Friday, February 6, 2015

Bitten by the MAC

I've seen different funding terms and conditions for startups. One that I haven't read much about is the material adverse change (MAC) clause. It's a contingency legal provision often found in investment or M&A contracts. The challenge is that it gives the funder the option to walk away from a deal at some point in the future. It's rather nebulous to say the least. When it's invoked it can be catastrophic for the other party since it's coming at the worst time, under the worst conditions.

I saw a MAC implemented in 2007 and then executed a couple years later. A high tech startup raised about $2.5M from angels and VCs. Part of the syndication involved a bank based in Silicon Valley. Since retail banks don't traditionally invest in startups, their portion came in the form of a $500K bank loan. One of the bank's conditions was that the startup had to bank only with this Silicon Valley bank. Also, the bank's half a million dollars was to be the last money the startup spent. The bank's contract also included a MAC clause.

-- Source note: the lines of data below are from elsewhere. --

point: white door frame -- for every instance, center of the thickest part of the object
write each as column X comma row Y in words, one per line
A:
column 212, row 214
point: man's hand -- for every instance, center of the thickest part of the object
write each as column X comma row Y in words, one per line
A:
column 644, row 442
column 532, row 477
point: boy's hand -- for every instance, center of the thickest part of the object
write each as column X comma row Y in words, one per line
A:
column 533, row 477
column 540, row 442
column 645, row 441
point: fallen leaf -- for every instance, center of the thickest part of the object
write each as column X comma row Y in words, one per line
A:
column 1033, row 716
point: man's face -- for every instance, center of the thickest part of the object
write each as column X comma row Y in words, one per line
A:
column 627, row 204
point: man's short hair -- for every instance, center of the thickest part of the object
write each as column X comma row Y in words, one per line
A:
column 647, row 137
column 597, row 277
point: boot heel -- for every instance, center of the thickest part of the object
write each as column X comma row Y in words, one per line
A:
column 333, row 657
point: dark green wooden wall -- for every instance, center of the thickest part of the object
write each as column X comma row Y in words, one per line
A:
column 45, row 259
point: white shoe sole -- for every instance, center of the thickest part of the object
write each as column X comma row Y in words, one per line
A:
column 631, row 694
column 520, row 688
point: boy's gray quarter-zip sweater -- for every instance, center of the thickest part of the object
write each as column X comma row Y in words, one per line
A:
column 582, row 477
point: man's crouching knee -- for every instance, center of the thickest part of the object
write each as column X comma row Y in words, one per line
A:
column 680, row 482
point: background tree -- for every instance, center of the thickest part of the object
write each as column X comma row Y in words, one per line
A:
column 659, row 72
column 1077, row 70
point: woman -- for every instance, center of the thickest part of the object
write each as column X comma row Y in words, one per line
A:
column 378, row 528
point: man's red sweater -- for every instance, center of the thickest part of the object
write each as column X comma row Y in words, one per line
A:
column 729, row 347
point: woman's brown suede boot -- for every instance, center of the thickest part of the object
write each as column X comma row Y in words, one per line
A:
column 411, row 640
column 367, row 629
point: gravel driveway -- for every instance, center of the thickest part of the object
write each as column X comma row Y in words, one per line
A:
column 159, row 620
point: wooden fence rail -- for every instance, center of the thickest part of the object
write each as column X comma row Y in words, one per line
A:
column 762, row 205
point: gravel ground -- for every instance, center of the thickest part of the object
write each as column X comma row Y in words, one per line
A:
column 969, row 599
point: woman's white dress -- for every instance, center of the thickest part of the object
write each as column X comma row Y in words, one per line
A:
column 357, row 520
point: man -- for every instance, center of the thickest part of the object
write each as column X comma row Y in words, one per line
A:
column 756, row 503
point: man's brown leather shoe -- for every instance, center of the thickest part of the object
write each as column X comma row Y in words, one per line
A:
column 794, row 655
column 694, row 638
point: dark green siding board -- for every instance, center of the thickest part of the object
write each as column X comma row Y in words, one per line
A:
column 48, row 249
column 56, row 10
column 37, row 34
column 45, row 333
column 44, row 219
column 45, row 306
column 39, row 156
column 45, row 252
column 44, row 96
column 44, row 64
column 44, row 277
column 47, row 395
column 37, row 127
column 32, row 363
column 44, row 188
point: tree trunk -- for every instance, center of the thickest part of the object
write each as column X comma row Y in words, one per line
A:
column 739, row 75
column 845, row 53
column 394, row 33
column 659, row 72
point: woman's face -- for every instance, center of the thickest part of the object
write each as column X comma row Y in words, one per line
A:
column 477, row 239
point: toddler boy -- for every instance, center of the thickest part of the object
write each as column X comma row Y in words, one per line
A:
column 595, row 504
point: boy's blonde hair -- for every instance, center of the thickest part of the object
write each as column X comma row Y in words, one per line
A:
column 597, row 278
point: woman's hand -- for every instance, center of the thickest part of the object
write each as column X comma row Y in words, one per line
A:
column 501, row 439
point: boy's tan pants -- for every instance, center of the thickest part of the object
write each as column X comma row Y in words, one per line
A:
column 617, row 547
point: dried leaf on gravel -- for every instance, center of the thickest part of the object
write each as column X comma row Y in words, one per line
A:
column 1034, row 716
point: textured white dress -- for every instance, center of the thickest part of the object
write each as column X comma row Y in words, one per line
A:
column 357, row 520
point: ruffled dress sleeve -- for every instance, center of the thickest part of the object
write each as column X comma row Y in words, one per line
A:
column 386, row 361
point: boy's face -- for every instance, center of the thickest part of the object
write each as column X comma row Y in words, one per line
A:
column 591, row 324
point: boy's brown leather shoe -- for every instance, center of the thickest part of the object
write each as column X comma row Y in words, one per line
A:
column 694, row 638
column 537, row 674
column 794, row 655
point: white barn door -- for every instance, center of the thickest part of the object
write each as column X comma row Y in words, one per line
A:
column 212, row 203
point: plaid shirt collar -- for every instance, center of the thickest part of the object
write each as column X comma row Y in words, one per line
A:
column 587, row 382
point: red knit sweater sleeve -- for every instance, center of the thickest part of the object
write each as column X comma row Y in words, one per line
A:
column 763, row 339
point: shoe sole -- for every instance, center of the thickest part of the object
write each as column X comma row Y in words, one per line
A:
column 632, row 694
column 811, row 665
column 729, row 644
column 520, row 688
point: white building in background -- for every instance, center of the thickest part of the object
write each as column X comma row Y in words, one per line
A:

Enter the recession of 2008. The startup was down to their last $620K and managing their burn rate accordingly. Then the bank indicated they were going to invoke the MAC clause. The CEO discussed fighting this with the company's board of directors. Unfortunately, the board was mostly made up of outside VC directors and they didn't want to fight it. Their reason was that they were involved in many deals with this prominent Silicon Valley bank and they didn't want to rock the boat.

Did the bank go off the reservation when they invoked the MAC clause? Probably not. But, the outside board of directors were certainly looking out for themselves rather than their investors.